As long as there is available idle time, generally, tasks (which are processes or threads) should be able to run in a CPU quantum/get scheduled immediately. Please mind this is a simplification and might not be true.
Also, lots of people use the load 1/5/15 figures, which is a very limited way of understanding the actual CPU load, and is even more wrong if it's used as an actual representation of the current system load, because it likely isn't, because the load figures cannot react swiftly to a change in load.
Any use of a number that is created by using two measurements of a counter over time to quantify anything for which the counter was changed more than 1 time is an average, and therefore a calculated indicator, not a fact.
The scheduler statistics, and specifically the scheduler wait statistics are a good representation of the ability of the Linux task scheduler to run at will or indicate load/run queue.
PS1: Graphs
The dsar utility can optionally make graphs of some of the statistics, including CPU usage.
This is a view over time from a 2 vCPU system where I started a 'yes' hog every 5 seconds for 4 times, and then stopped them one by one.
The red line / total cpu shows the total amount of vCPUs.
The light green area shows the amount of user CPU time.
The yellow areas that come out over user CPU time are the slight differences with what the scheduler sees as runtime.
Once two processes were active and a third was started, the queueing for CPU shows itself as scheduler wait time.

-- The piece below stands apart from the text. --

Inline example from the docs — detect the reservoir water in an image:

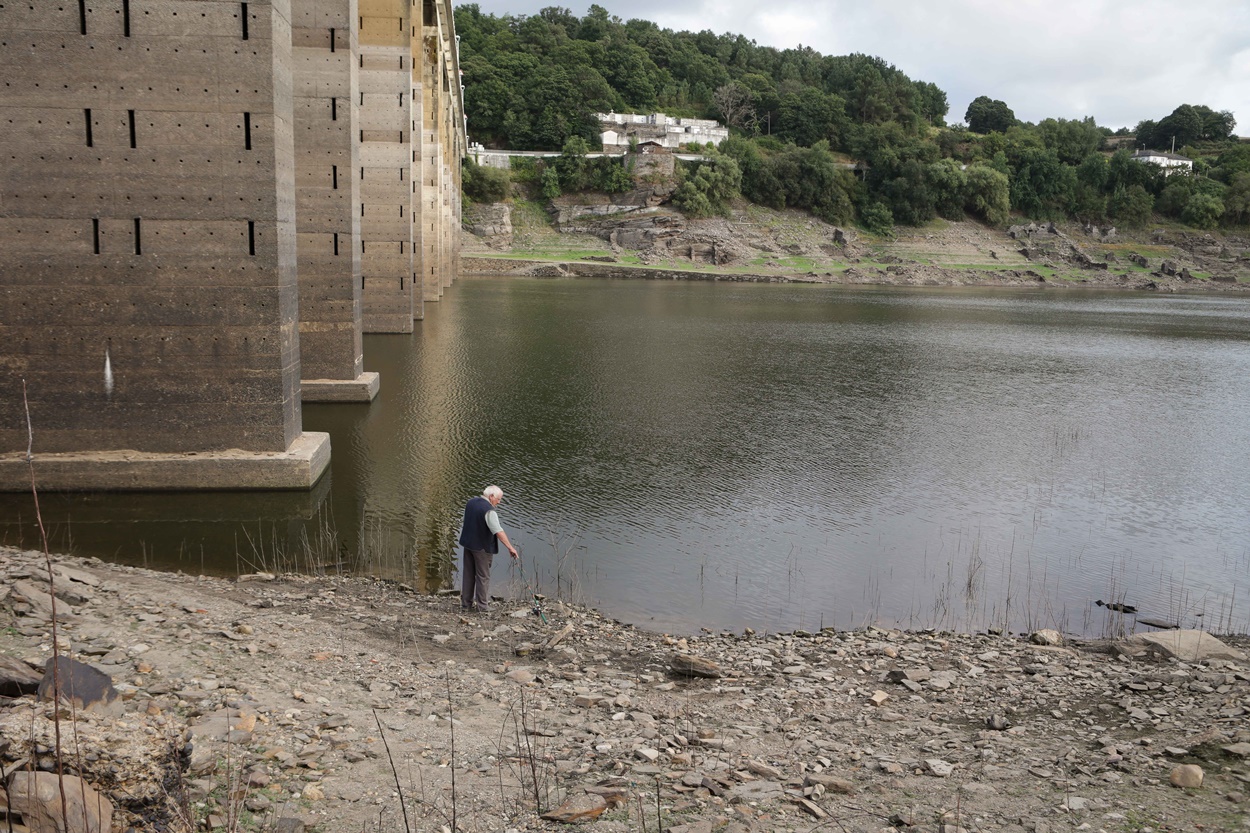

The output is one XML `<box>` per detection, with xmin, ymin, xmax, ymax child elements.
<box><xmin>0</xmin><ymin>278</ymin><xmax>1250</xmax><ymax>635</ymax></box>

For the same period of time, here is a graphical representation of the load statistics:
The load figures do not indicate what actually has been taking place, instead, it shows the different load figures each responding with their own eagerness, for which the 1-minute load average is responding the fastest.

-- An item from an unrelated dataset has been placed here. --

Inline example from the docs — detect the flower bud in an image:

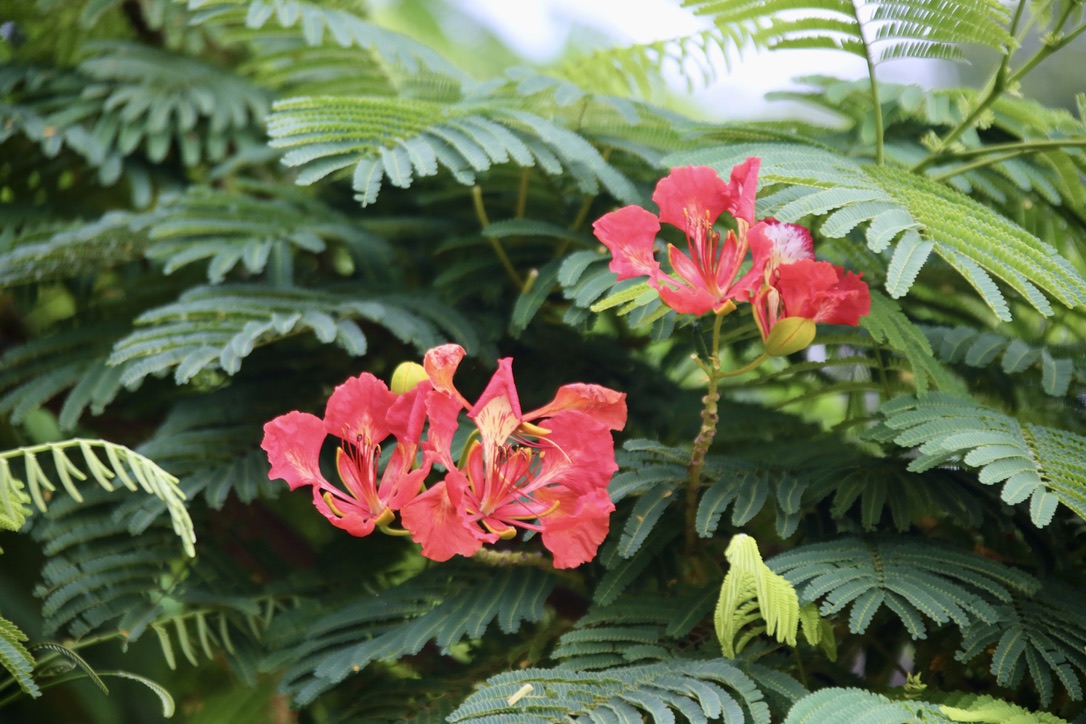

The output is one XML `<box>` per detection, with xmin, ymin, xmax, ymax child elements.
<box><xmin>391</xmin><ymin>363</ymin><xmax>429</xmax><ymax>395</ymax></box>
<box><xmin>766</xmin><ymin>317</ymin><xmax>815</xmax><ymax>357</ymax></box>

Most of the graph shows it measured a higher load, and thus is increasing the figures, and sometime after the load was gone (!) it shows a decrease. It seems impossible to me to understand the actual system load / CPU pressure from these figures, it is impossible to derive that there have been 4 active processes.

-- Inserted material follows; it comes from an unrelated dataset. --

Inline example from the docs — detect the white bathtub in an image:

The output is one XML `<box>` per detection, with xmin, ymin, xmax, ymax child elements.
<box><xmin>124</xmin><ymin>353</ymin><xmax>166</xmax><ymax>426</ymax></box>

The Linux kernel remarks about the load figure usefulness: Its a silly number but people think its important
PS2: PSI
Recent Linux kernels have a facility that is called 'PSI', which means 'pressure stall information'. The PSI statistics are created to express pressure for CPU, memory and IO.
There are some downsides to PSI: it seems most distributions do not enable PSI by default, so it has to be explicitly turned on. I performed some simple tests and concluded it needs further study to fully understand how pressure introduced to a system shows itself as PSI for CPU, memory and IO, some simple tests did not show what I expected from the PSI statistics.